Minutos antes, en LN+ se había revelado cómo la madre de Agostina, Melina Heredia, había introducido el nombre de Barrelier en la ampliación de la denuncia por la desaparición de su hija el pasado domingo 24 de mayo. O sea, la justicia cordobesa conocía de la existencia del principal sospechoso 72 horas antes de que comenzó a investigarlo y dos días antes que lo señalado por el papa de Agostina en conferencia de prensa. Esta semana quedó expuesta la fractura familiar que no permitió que los padres se pusieran de acuerdo para velar en paz a su hija asesinada.

Todas las partes apuntaron contra Soledad, la joven novia de Barrelier que le prestó el auto con el que descartó las partes del cuerpo sin vida de Agostina en un descampado cercano al barrio Ampliación Ferreyra. La propia mujer lo declaró en El Observador antes de presentarse en sede judicial donde dejó su celular abierto y respondió las preguntas del fiscal durante tres horas. En conferencia de prensa, los abogados que patrocinan al padre de Agostina no nombraron a ninguna autoridad política ni al padrino político de Barrelier, el concejal Ricardo Moreno.
Moreno pidió ser apartado del Concejo Deliberante pero se mantiene en silencio tras el escándalo. Hace pocas horas se conoció una entrevista televisiva en la que Moreno se jactaba de haber defendido a los más significativos representantes del hampa cordobés, a algunos sindicalistas y se presentaba como “el abogado del Diablo” según una tarjeta personal que le mandó a imprimir el mismísimo Luis ”El Gordo” Valor. Moreno había defendido a Barrelier en una causa previa por la que una mujer terminó corriendo semidesnuda y maniatada a metros del domicilio de Barrelier. El joven asesino solo estuvo veinte días preso. El antecedente penal no fue privativo para ascender en el municipio cordobés en el área de Tránsito.

Las fuentes consultadas aseguran que Barrelier tenía un enorme poder de seducción sobre las mujeres, muchas de ellas, jóvenes y que era una especie de “facilitador” con empresarios y políticos de la populosa provincia mediterránea.
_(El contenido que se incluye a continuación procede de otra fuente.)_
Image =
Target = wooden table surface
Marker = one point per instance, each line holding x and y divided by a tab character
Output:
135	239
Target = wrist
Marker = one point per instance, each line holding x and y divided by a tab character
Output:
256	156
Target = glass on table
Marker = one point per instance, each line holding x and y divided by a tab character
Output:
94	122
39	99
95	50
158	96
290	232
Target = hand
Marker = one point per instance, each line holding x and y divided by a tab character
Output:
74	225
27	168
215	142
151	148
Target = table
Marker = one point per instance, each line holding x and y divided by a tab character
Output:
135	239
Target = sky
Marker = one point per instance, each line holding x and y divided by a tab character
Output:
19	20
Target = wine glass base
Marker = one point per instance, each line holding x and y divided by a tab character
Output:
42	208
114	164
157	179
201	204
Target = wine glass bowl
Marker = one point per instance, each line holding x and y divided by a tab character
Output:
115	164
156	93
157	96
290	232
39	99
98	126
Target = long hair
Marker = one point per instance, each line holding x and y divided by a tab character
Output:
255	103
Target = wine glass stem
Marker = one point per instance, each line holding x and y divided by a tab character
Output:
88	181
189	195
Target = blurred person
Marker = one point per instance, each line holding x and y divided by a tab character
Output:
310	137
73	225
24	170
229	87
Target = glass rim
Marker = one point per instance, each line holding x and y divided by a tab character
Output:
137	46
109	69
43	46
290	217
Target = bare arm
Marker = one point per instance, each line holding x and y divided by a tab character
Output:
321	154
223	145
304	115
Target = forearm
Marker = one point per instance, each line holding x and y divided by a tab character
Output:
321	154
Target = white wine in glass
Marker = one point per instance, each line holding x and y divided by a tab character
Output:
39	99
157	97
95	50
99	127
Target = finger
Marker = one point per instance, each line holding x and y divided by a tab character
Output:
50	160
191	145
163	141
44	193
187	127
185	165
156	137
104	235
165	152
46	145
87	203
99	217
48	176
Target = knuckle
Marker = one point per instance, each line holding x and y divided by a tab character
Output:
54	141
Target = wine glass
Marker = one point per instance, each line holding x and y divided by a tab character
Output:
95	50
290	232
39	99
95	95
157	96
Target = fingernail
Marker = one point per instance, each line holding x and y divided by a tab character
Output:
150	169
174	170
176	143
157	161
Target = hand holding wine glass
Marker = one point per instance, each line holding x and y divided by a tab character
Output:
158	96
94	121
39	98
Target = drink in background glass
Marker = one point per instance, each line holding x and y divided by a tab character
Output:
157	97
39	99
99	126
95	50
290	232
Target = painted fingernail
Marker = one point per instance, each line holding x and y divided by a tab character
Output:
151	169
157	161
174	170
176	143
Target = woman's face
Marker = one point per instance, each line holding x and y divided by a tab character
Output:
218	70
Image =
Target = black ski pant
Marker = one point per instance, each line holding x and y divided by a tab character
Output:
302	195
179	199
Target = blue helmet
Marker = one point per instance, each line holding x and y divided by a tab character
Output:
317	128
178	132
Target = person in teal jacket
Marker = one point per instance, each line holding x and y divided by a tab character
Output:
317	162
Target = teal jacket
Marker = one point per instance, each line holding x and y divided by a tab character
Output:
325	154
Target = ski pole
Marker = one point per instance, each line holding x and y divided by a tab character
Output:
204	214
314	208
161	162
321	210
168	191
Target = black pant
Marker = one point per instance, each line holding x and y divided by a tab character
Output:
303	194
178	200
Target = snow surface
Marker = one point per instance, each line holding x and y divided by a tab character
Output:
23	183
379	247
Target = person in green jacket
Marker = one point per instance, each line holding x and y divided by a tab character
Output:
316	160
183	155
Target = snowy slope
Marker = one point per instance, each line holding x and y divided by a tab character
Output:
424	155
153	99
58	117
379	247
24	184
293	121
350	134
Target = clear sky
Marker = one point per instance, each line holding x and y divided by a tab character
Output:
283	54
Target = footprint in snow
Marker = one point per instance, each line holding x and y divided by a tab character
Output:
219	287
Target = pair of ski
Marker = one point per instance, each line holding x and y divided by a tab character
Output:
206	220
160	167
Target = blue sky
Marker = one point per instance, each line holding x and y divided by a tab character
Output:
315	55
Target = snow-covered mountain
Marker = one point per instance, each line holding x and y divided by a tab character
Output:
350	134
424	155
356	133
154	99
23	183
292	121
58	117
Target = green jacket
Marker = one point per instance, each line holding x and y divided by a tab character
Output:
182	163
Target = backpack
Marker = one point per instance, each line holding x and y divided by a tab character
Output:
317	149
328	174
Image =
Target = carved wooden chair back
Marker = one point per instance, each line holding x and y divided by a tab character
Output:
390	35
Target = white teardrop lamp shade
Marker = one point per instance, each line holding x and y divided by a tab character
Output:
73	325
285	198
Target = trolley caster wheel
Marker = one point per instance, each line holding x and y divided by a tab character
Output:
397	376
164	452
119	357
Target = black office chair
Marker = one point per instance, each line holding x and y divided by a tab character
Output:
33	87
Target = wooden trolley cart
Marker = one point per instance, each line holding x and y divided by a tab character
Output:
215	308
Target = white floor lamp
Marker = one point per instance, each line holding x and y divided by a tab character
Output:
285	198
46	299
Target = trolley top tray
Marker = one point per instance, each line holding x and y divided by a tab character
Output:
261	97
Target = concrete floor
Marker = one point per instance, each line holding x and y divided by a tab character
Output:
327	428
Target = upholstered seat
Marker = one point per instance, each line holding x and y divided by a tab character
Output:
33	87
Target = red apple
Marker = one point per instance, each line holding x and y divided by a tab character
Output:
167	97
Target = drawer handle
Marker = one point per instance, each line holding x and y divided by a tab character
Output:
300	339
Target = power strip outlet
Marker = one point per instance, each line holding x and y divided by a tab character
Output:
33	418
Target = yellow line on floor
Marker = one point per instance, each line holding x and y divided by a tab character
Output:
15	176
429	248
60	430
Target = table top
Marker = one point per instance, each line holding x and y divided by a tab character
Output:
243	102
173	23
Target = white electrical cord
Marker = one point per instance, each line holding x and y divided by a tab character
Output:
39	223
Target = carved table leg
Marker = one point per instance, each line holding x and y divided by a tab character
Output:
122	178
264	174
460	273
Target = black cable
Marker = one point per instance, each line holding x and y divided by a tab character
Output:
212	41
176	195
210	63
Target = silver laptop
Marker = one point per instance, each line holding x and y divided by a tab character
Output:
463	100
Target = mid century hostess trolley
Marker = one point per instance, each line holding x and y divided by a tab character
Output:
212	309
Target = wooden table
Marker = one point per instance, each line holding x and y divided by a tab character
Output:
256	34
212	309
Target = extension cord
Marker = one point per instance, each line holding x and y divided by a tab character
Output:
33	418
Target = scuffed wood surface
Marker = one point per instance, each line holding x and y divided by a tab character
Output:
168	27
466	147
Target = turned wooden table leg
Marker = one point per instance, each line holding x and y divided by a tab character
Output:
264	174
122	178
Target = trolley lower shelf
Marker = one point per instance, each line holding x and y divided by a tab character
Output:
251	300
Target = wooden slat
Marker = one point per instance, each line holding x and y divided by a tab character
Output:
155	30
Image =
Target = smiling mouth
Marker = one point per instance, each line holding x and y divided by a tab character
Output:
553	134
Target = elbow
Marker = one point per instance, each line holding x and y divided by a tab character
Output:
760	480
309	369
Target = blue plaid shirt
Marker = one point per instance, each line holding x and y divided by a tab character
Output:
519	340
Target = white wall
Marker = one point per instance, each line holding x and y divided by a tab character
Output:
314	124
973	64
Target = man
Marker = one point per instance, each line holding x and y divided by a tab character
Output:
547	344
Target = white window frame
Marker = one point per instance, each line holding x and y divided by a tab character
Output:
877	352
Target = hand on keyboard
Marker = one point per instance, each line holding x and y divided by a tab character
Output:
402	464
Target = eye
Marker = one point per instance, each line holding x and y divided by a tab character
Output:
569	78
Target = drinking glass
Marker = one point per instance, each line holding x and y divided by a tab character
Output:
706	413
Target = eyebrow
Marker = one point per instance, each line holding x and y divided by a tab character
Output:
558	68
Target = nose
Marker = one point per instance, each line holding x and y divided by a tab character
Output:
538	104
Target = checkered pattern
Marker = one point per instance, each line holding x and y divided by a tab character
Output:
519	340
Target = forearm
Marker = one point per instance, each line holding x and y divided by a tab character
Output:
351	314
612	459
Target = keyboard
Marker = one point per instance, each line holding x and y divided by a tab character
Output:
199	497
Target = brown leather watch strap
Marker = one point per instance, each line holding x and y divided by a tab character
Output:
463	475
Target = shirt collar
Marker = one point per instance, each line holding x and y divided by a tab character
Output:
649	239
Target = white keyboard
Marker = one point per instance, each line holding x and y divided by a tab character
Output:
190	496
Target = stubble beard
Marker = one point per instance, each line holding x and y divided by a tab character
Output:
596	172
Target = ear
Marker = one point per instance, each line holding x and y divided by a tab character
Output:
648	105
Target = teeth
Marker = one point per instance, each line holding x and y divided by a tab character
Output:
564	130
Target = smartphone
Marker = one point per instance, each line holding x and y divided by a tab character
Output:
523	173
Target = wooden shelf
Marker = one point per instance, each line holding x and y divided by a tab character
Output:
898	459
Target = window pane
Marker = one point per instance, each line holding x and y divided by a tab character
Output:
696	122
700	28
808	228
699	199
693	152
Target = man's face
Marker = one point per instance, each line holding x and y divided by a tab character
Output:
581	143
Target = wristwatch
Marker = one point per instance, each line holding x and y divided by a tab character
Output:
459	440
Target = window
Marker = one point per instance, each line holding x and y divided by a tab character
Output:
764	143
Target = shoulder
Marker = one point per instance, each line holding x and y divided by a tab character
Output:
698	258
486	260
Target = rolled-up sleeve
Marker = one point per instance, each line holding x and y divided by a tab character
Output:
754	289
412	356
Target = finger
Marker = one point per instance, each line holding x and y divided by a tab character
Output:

Su lugar de operaciones era el bar Wachitas donde trabajaba Soledad quien asegura que “Barrelier me cagó la vida”, pues terminó involucrando a uno de sus hijos, quien se encargó de lavar el auto que usó entre el domingo 24 y lunes 25 para descartar las partes del cuerpo de Agostina. Gabriel, el empleado de la lavandería familiar del barrio, aseguró que Soledad solía frecuentar el lugar para lavar su auto y que no conoció a Barrelier pero que conocía que la mujer estaba saliendo con alguien.
Hasta el club Instituto de Córdoba, entidad en la que se conocieron Barrelier y la mamá de Agostina, salió a despegarse del asesino. Moreno también aseguró que se trataba de un conocido pero que no se frecuentaban. Sin embargo, las redes sociales no mienten y las fotos entre ambas son diversas incluso con las hijas del concejal que también tienen contratos con el gobierno municipal.
En un cuarto allanamiento, la Justicia secuestró el colchón de la cama de Barrelier. Parece tarde. El asesino estuvo a 48 horas de lograr limpiar la escena del crimen. El móvil del asesinato sigue siendo un misterio. La hipótesis de la trata de personas crece basado en testimonios que hablan de Barrelier como un facilitador de mujeres. Sin embargo, los conocedores del sistema judicial cordobés descreen que la investiguen escale hacia arriba.